You can run our full test suite locally using airbyte-ci:

airbyte-ci connectors --name=destination-qdrant test

Unit Tests

To run unit tests locally, from the connector directory run:

poetry run pytest -s unit_tests

Integration Tests

To run integration tests locally, make sure you have a secrets/config.json as explained above, and then run:

poetry run pytest -s integration_tests

Customizing acceptance Tests

Customize acceptance-test-config.yml file to configure tests. See Connector Acceptance Tests for more information. If your connector requires to create or destroy resources for use during acceptance tests create fixtures for it and place them inside integration_tests/acceptance.py.

Dependency Management

All of your dependencies should go in setup.py, NOT requirements.txt. The requirements file is only used to connect internal Airbyte dependencies in the monorepo for local development. We split dependencies between two groups, dependencies that are:

  • required for your connector to work need to go to MAIN_REQUIREMENTS list.
  • required for the testing need to go to TEST_REQUIREMENTS list

Publishing a new version of the connector

You've checked out the repo, implemented a million dollar feature, and you're ready to share your changes with the world. Now what?

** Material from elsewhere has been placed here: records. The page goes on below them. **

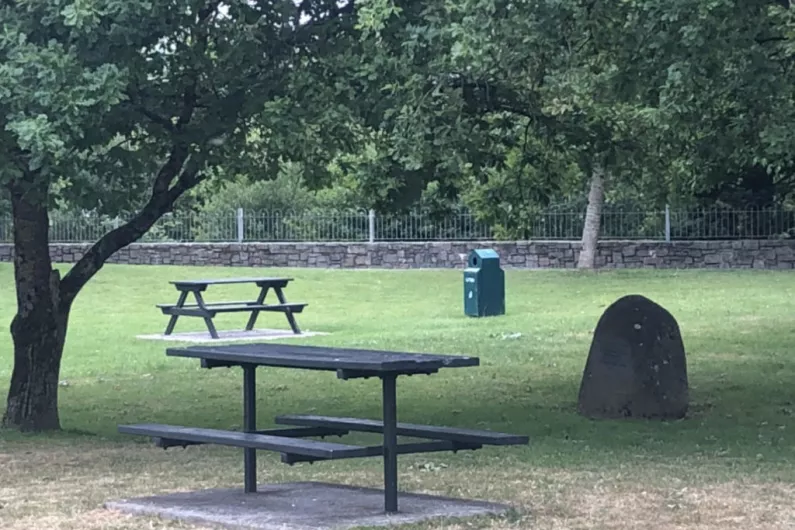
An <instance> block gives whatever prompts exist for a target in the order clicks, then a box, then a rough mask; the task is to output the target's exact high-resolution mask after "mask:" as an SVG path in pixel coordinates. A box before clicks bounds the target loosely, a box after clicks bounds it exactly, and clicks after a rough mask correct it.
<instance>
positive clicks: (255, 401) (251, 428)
mask: <svg viewBox="0 0 795 530" xmlns="http://www.w3.org/2000/svg"><path fill="white" fill-rule="evenodd" d="M256 370H257V367H256V366H254V365H253V364H244V365H243V432H255V431H256V430H257V402H256V399H257V387H256V383H257V372H256ZM243 473H244V491H245V492H246V493H256V492H257V450H256V449H249V448H246V449H243Z"/></svg>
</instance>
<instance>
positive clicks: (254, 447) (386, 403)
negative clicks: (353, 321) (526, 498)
mask: <svg viewBox="0 0 795 530" xmlns="http://www.w3.org/2000/svg"><path fill="white" fill-rule="evenodd" d="M166 354H167V355H169V356H177V357H189V358H196V359H199V360H200V361H201V365H202V367H204V368H216V367H232V366H240V367H242V368H243V432H238V431H227V430H219V429H206V428H199V427H183V426H175V425H164V424H155V423H147V424H137V425H120V426H119V427H118V429H119V432H122V433H126V434H133V435H142V436H149V437H152V438H153V440H154V441H155V443H156V444H157V445H159V446H160V447H164V448H167V447H171V446H177V445H179V446H183V447H184V446H187V445H194V444H219V445H227V446H233V447H240V448H243V455H244V456H243V459H244V491H245V492H246V493H254V492H256V491H257V471H256V451H257V450H267V451H276V452H279V453H281V459H282V462H285V463H287V464H294V463H296V462H315V461H320V460H337V459H342V458H361V457H371V456H381V457H383V461H384V509H385V511H386V512H387V513H394V512H397V509H398V489H397V484H398V476H397V456H398V454H410V453H428V452H437V451H454V452H455V451H459V450H464V449H470V450H475V449H480V448H482V447H483V446H484V445H516V444H527V443H528V441H529V440H528V437H527V436H523V435H515V434H505V433H499V432H492V431H485V430H473V429H460V428H451V427H437V426H432V425H416V424H409V423H398V421H397V378H398V376H400V375H417V374H427V375H430V374H434V373H436V372H438V371H439V370H441V369H443V368H463V367H473V366H477V365H478V364H479V360H478V358H477V357H465V356H457V355H432V354H417V353H404V352H391V351H379V350H362V349H351V348H327V347H318V346H296V345H286V344H274V343H268V344H242V345H241V344H235V345H224V346H220V345H206V346H192V347H188V348H169V349H168V350H167V351H166ZM258 366H273V367H282V368H296V369H307V370H327V371H335V372H336V373H337V377H338V378H340V379H343V380H344V379H353V378H361V377H379V378H380V379H381V381H382V408H383V414H382V418H381V420H372V419H360V418H347V417H332V416H318V415H302V414H288V415H281V416H277V417H276V420H275V423H276V424H278V425H287V426H289V427H280V428H275V429H266V430H258V429H257V425H256V393H255V392H256V368H257V367H258ZM349 432H370V433H381V434H382V435H383V439H382V443H381V444H380V445H376V446H359V445H348V444H341V443H332V442H326V441H317V440H308V439H306V438H307V437H318V436H319V437H326V436H343V435H345V434H348V433H349ZM398 436H408V437H412V438H420V439H425V440H426V441H422V442H414V443H405V444H398Z"/></svg>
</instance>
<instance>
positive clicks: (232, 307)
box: [157, 302, 309, 316]
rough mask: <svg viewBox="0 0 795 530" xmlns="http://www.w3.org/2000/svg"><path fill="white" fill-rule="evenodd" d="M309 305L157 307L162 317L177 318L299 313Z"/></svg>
mask: <svg viewBox="0 0 795 530" xmlns="http://www.w3.org/2000/svg"><path fill="white" fill-rule="evenodd" d="M308 305H309V304H305V303H298V302H290V303H286V304H257V303H256V302H225V303H214V304H204V307H205V308H206V309H202V308H201V307H200V306H199V305H198V304H186V305H183V306H182V307H177V306H176V304H158V305H157V307H159V308H160V310H161V311H163V314H164V315H179V316H205V315H209V316H215V314H216V313H242V312H247V311H249V312H250V311H277V312H282V313H284V312H285V311H291V312H293V313H301V312H302V311H303V310H304V308H305V307H306V306H308Z"/></svg>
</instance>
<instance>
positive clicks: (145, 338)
mask: <svg viewBox="0 0 795 530" xmlns="http://www.w3.org/2000/svg"><path fill="white" fill-rule="evenodd" d="M316 335H328V333H323V332H322V331H307V330H304V331H302V332H301V333H299V334H296V333H293V332H292V331H291V330H289V329H252V330H250V331H247V330H245V329H232V330H223V331H222V330H219V331H218V338H217V339H214V338H212V337H211V336H210V332H209V331H189V332H185V333H172V334H171V335H163V334H162V333H155V334H150V335H136V337H135V338H137V339H144V340H167V341H174V342H199V343H201V342H241V341H246V340H276V339H290V338H296V339H297V338H303V337H314V336H316Z"/></svg>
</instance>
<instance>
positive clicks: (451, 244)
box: [0, 240, 795, 269]
mask: <svg viewBox="0 0 795 530" xmlns="http://www.w3.org/2000/svg"><path fill="white" fill-rule="evenodd" d="M579 247H580V244H579V242H571V241H543V242H529V241H514V242H504V241H503V242H483V241H481V242H395V243H388V242H384V243H374V244H368V243H140V244H134V245H131V246H129V247H127V248H125V249H122V250H121V251H119V252H118V253H117V254H115V255H114V256H113V257H112V258H111V260H110V262H111V263H131V264H140V265H154V264H171V265H225V266H257V267H265V266H274V267H335V268H367V267H374V268H391V269H408V268H460V267H462V266H463V264H464V262H465V256H466V254H467V253H468V252H469V250H471V249H473V248H493V249H495V250H496V251H497V252H498V253H499V254H500V258H501V260H500V261H501V263H502V265H503V267H505V268H574V266H575V264H576V260H577V256H578V254H579ZM87 248H88V245H84V244H53V245H51V247H50V253H51V255H52V258H53V260H54V261H56V262H66V263H71V262H74V261H76V260H77V259H79V258H80V256H82V254H83V252H85V250H86V249H87ZM12 255H13V248H12V247H11V245H7V244H0V261H11V259H12ZM597 265H598V266H599V267H601V268H640V267H647V268H705V267H706V268H758V269H792V268H793V265H795V241H794V240H742V241H675V242H671V243H665V242H661V241H605V242H602V243H600V245H599V254H598V257H597Z"/></svg>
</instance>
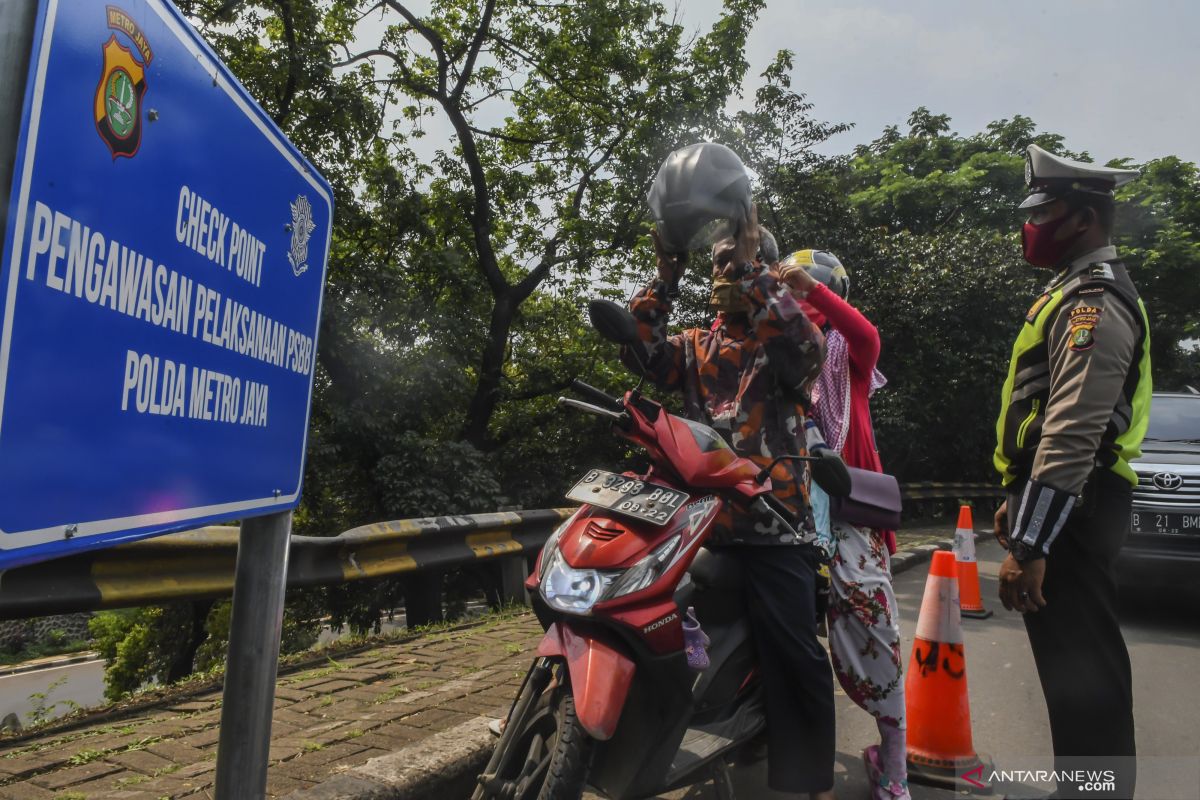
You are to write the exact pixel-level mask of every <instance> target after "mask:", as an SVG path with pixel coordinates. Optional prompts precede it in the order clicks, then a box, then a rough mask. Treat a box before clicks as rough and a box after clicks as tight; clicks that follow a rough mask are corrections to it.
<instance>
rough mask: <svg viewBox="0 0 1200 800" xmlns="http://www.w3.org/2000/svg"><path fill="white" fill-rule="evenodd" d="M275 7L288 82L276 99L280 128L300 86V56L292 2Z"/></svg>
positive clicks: (286, 119)
mask: <svg viewBox="0 0 1200 800" xmlns="http://www.w3.org/2000/svg"><path fill="white" fill-rule="evenodd" d="M226 5H229V4H228V2H227V4H226ZM276 5H277V6H278V7H280V19H282V20H283V41H284V42H286V43H287V48H288V80H287V84H286V85H284V86H283V92H282V94H281V95H280V97H278V101H280V107H278V112H277V114H276V115H275V124H276V125H278V126H280V127H281V128H282V127H283V125H284V122H287V119H288V116H289V115H290V114H292V102H293V101H294V100H295V95H296V88H298V86H299V84H300V54H299V53H298V52H296V26H295V19H294V17H293V13H292V0H276Z"/></svg>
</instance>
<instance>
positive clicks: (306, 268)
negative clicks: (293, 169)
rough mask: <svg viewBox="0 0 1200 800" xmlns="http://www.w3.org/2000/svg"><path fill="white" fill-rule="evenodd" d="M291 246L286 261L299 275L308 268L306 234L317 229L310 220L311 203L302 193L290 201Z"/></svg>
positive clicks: (309, 232) (311, 206) (312, 221)
mask: <svg viewBox="0 0 1200 800" xmlns="http://www.w3.org/2000/svg"><path fill="white" fill-rule="evenodd" d="M290 228H292V247H290V248H289V249H288V261H289V263H290V264H292V271H293V272H295V273H296V276H298V277H299V276H300V273H301V272H304V271H305V270H307V269H308V264H306V261H307V260H308V236H311V235H312V231H313V230H316V229H317V223H314V222H313V221H312V204H311V203H310V201H308V198H307V197H305V196H304V194H301V196H299V197H296V199H295V200H293V201H292V225H290Z"/></svg>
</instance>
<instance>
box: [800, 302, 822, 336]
mask: <svg viewBox="0 0 1200 800" xmlns="http://www.w3.org/2000/svg"><path fill="white" fill-rule="evenodd" d="M800 311H803V312H804V315H805V317H808V318H809V321H810V323H812V324H814V325H816V326H817V329H818V330H823V329H824V324H826V318H824V314H822V313H821V312H820V311H817V309H816V308H814V307H812V306H810V305H809V301H808V300H802V301H800Z"/></svg>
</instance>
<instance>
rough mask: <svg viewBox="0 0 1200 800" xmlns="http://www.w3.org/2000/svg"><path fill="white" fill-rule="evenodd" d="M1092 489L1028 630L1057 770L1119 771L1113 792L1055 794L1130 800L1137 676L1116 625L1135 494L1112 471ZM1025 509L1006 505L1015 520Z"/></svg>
mask: <svg viewBox="0 0 1200 800" xmlns="http://www.w3.org/2000/svg"><path fill="white" fill-rule="evenodd" d="M1094 489H1096V492H1094V497H1091V498H1085V500H1084V501H1081V506H1084V507H1082V509H1081V510H1080V513H1076V515H1073V516H1072V517H1070V519H1069V521H1068V522H1067V524H1066V525H1064V527H1063V529H1062V531H1061V533H1060V534H1058V537H1057V539H1056V540H1055V542H1054V545H1051V547H1050V558H1049V561H1048V563H1046V577H1045V582H1044V584H1043V595H1044V596H1045V599H1046V607H1045V608H1043V609H1040V610H1038V612H1037V613H1034V614H1025V630H1026V631H1027V632H1028V636H1030V645H1031V646H1032V649H1033V660H1034V662H1036V663H1037V667H1038V678H1039V679H1040V681H1042V691H1043V693H1044V694H1045V699H1046V709H1048V710H1049V712H1050V735H1051V739H1052V740H1054V754H1055V769H1056V770H1076V769H1093V770H1094V769H1111V770H1114V771H1115V772H1116V776H1115V777H1116V787H1117V789H1116V792H1110V793H1106V794H1105V793H1087V792H1084V793H1079V792H1078V787H1076V786H1075V784H1074V783H1072V784H1067V782H1060V784H1058V792H1057V796H1063V798H1070V796H1086V798H1097V796H1109V798H1132V796H1133V789H1134V783H1135V781H1136V765H1135V760H1134V757H1135V754H1136V748H1135V745H1134V723H1133V676H1132V673H1130V669H1129V651H1128V650H1127V649H1126V643H1124V638H1123V637H1122V636H1121V626H1120V624H1118V622H1117V585H1116V571H1115V564H1116V558H1117V553H1118V552H1120V549H1121V546H1122V545H1123V543H1124V540H1126V536H1128V534H1129V509H1130V493H1129V492H1130V489H1129V483H1128V482H1126V481H1124V480H1123V479H1121V477H1120V476H1117V475H1115V474H1112V473H1109V471H1106V470H1105V471H1104V473H1100V474H1098V480H1097V485H1096V487H1094ZM1019 503H1020V499H1019V498H1015V499H1014V498H1012V497H1010V498H1009V505H1008V510H1009V519H1013V518H1014V517H1015V516H1016V507H1018V504H1019Z"/></svg>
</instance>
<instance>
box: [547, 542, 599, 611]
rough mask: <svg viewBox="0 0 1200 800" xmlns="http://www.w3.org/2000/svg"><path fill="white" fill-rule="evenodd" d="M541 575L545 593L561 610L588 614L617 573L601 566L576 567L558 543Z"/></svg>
mask: <svg viewBox="0 0 1200 800" xmlns="http://www.w3.org/2000/svg"><path fill="white" fill-rule="evenodd" d="M547 558H548V563H547V564H546V570H545V572H544V575H542V577H541V596H542V597H545V599H546V602H547V603H550V604H551V606H552V607H554V608H557V609H558V610H563V612H568V613H571V614H587V613H588V612H590V610H592V607H593V606H595V604H596V601H598V600H600V596H601V595H602V594H604V590H605V589H607V588H608V584H610V583H611V582H612V578H613V576H612V575H610V573H605V572H600V571H599V570H576V569H575V567H572V566H571V565H570V564H568V563H566V559H564V558H563V554H562V552H559V549H558V548H557V547H556V548H554V549H553V552H551V553H548V555H547Z"/></svg>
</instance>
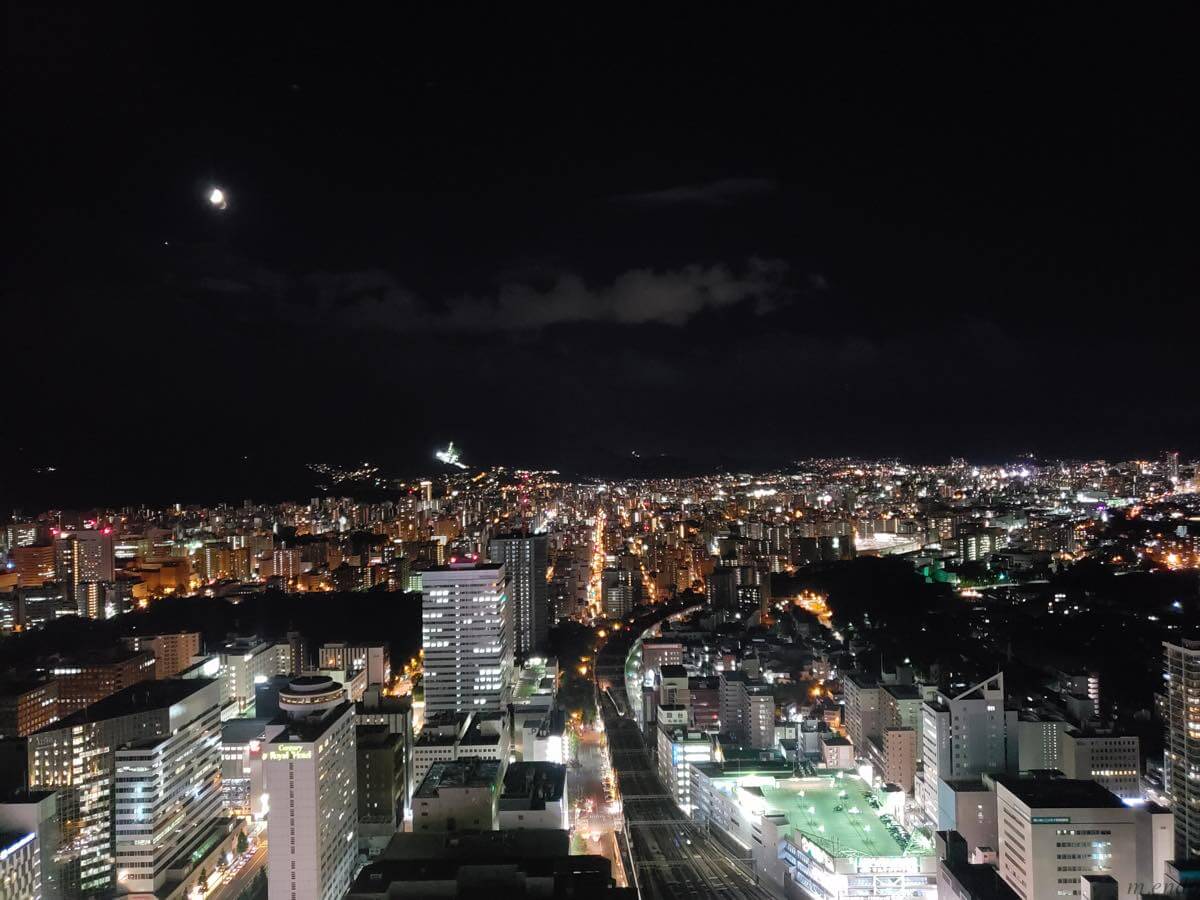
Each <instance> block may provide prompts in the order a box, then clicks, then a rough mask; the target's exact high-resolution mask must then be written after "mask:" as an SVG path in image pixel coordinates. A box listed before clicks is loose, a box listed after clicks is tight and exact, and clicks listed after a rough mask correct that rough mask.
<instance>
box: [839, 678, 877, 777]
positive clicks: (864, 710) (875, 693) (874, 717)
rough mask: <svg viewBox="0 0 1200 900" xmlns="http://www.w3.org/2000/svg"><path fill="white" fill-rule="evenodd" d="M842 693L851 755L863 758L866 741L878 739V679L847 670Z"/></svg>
mask: <svg viewBox="0 0 1200 900" xmlns="http://www.w3.org/2000/svg"><path fill="white" fill-rule="evenodd" d="M842 692H844V695H845V697H846V737H848V738H850V743H851V744H853V745H854V754H856V755H857V756H859V757H862V758H864V760H865V758H866V756H868V743H869V742H871V740H878V739H880V733H881V727H882V720H881V715H880V707H881V704H882V700H881V694H882V691H881V690H880V684H878V680H876V679H875V678H874V677H871V676H869V674H866V673H865V672H848V673H847V674H846V677H845V679H842Z"/></svg>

  1. Make sure your changes are passing our test suite: airbyte-ci connectors --name=destination-qdrant test
  2. Bump the connector version in metadata.yaml: increment the dockerImageTag value. Please follow semantic versioning for connectors.
  3. Make sure the metadata.yaml content is up to date.
  4. Make the connector documentation and its changelog is up to date (docs/integrations/destinations/qdrant.md).
  5. Create a Pull Request: use our PR naming conventions.
  6. Pat yourself on the back for being an awesome contributor.
  7. Someone from Airbyte will take a look at your PR and iterate with you to merge it into master.